Publié le 2025-10-11 16:03:00. La fatigue, symptôme tenace qui peut découler de diverses affections comme les rhumatismes, sera mise à l’honneur à l’occasion de la Journée Internationale de la Rhumatisme le 12 octobre. L’Association des Rhumatismes souligne l’importance de la compréhension et du soutien pour les personnes vivant avec ce fardeau quotidien.
- La fatigue chronique, souvent mal comprise, est associée à de nombreuses maladies, notamment les rhumatismes.
- L’environnement social et professionnel joue un rôle crucial dans l’expérience de la fatigue, l’incompréhension aggravant le sentiment d’isolement.
- Des stratégies personnalisées, incluant l’activité physique, une bonne hygiène de vie et une gestion de l’énergie, sont essentielles pour faire face à cette condition.
Se réveiller épuisé malgré une nuit complète de sommeil, ou constater que les pauses ne suffisent pas à restaurer l’énergie, sont des réalités familières pour de nombreuses personnes souffrant de fatigue, souvent liée à une maladie.

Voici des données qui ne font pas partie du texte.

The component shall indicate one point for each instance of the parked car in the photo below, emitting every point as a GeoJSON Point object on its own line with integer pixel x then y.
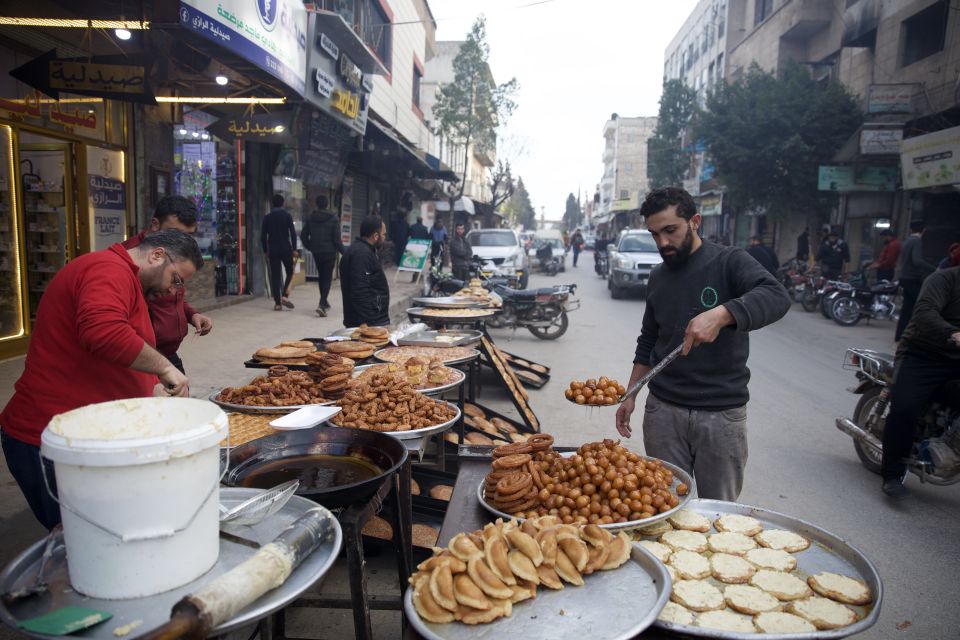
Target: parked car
{"type": "Point", "coordinates": [632, 258]}
{"type": "Point", "coordinates": [502, 247]}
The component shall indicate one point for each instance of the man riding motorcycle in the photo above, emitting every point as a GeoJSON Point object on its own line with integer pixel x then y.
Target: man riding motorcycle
{"type": "Point", "coordinates": [928, 356]}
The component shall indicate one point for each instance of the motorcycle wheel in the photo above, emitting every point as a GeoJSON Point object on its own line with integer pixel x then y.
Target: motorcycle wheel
{"type": "Point", "coordinates": [869, 457]}
{"type": "Point", "coordinates": [845, 311]}
{"type": "Point", "coordinates": [554, 331]}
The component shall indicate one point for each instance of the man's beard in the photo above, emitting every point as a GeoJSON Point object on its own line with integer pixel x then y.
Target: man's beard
{"type": "Point", "coordinates": [681, 254]}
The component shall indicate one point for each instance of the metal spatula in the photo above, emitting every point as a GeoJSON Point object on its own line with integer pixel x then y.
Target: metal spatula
{"type": "Point", "coordinates": [260, 507]}
{"type": "Point", "coordinates": [647, 377]}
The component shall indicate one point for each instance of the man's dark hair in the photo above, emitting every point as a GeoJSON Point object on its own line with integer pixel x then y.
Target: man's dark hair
{"type": "Point", "coordinates": [178, 245]}
{"type": "Point", "coordinates": [665, 197]}
{"type": "Point", "coordinates": [370, 226]}
{"type": "Point", "coordinates": [181, 208]}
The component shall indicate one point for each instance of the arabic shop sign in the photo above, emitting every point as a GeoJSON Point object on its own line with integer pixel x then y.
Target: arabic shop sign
{"type": "Point", "coordinates": [109, 77]}
{"type": "Point", "coordinates": [272, 34]}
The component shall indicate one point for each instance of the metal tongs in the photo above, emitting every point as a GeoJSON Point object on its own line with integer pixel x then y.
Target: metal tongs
{"type": "Point", "coordinates": [648, 376]}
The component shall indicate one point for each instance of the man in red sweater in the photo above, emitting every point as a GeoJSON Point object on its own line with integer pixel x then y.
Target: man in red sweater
{"type": "Point", "coordinates": [170, 314]}
{"type": "Point", "coordinates": [93, 342]}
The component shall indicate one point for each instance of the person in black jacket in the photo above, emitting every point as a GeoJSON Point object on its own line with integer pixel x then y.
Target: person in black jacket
{"type": "Point", "coordinates": [279, 240]}
{"type": "Point", "coordinates": [321, 236]}
{"type": "Point", "coordinates": [366, 295]}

Cette condition impacte profondément le quotidien et la capacité à fonctionner normalement.
La Rheumatics Association a choisi de placer la fatigue au cœur des préoccupations à l’occasion de la Journée Internationale de la Rhumatisme, qui se tient ce 12 octobre. Cette initiative vise à attirer l’attention sur un symptôme souvent sous-estimé mais dévastateur, particulièrement présent chez les personnes atteintes de rhumatismes.
L’expérience de la fatigue est loin d’être monolithique. Elle est influencée par une multitude de facteurs externes, tels que l’environnement de travail, la sphère familiale et l’entourage général. Lorsque l’entourage – qu’il s’agisse des employeurs, des professionnels de santé, de la famille ou des amis – ne saisit pas la portée de ce que signifie vivre avec la fatigue, le poids ressenti par la personne atteinte peut s’alourdir considérablement. Cette incompréhension exacerbe souvent l’impact de la fatigue sur la vie de tous les jours, rendant les objectifs du quotidien, comme simplement « avancer », extrêmement difficiles.
Bien qu’il n’existe pas de solution universelle, certaines approches peuvent apporter un soulagement. L’activité physique et l’exercice régulier sont cités parmi les aides potentielles. L’adoption de bonnes habitudes de vie, l’intégration de pauses stratégiques dans le déroulement de la journée, l’identification et l’évitement des « voleurs d’énergie », ainsi qu’une organisation minutieuse de son quotidien pour optimiser la gestion de ses ressources, sont autant de méthodes adoptées par beaucoup. Chaque personne affectée par la fatigue doit développer ses propres stratégies et trouver les routines qui lui conviennent, un processus qui peut nécessiter du temps.
Pour les employeurs, le soutien peut prendre plusieurs formes. Encourager les micropauses tout au long de la journée de travail et accepter la variabilité de la capacité de travail d’un jour à l’autre sont des gestes importants. Une personne fatiguée peut également bénéficier d’un environnement de travail plus calme, car la fatigue peut affecter la capacité de concentration et le besoin de tranquillité mentale.
Que l’on soit employeur, parent ou ami d’une personne fatiguée, la clé réside dans la considération et la flexibilité. Accorder à la personne concernée des marges de manœuvre, tant sur le plan professionnel que social, est essentiel. En effet, même les activités les plus plaisantes peuvent devenir insurmontables lorsque l’énergie vient à manquer. Le respect et la reconnaissance de l’existence de la fatigue peuvent grandement alléger le fardeau de ceux qui en souffrent.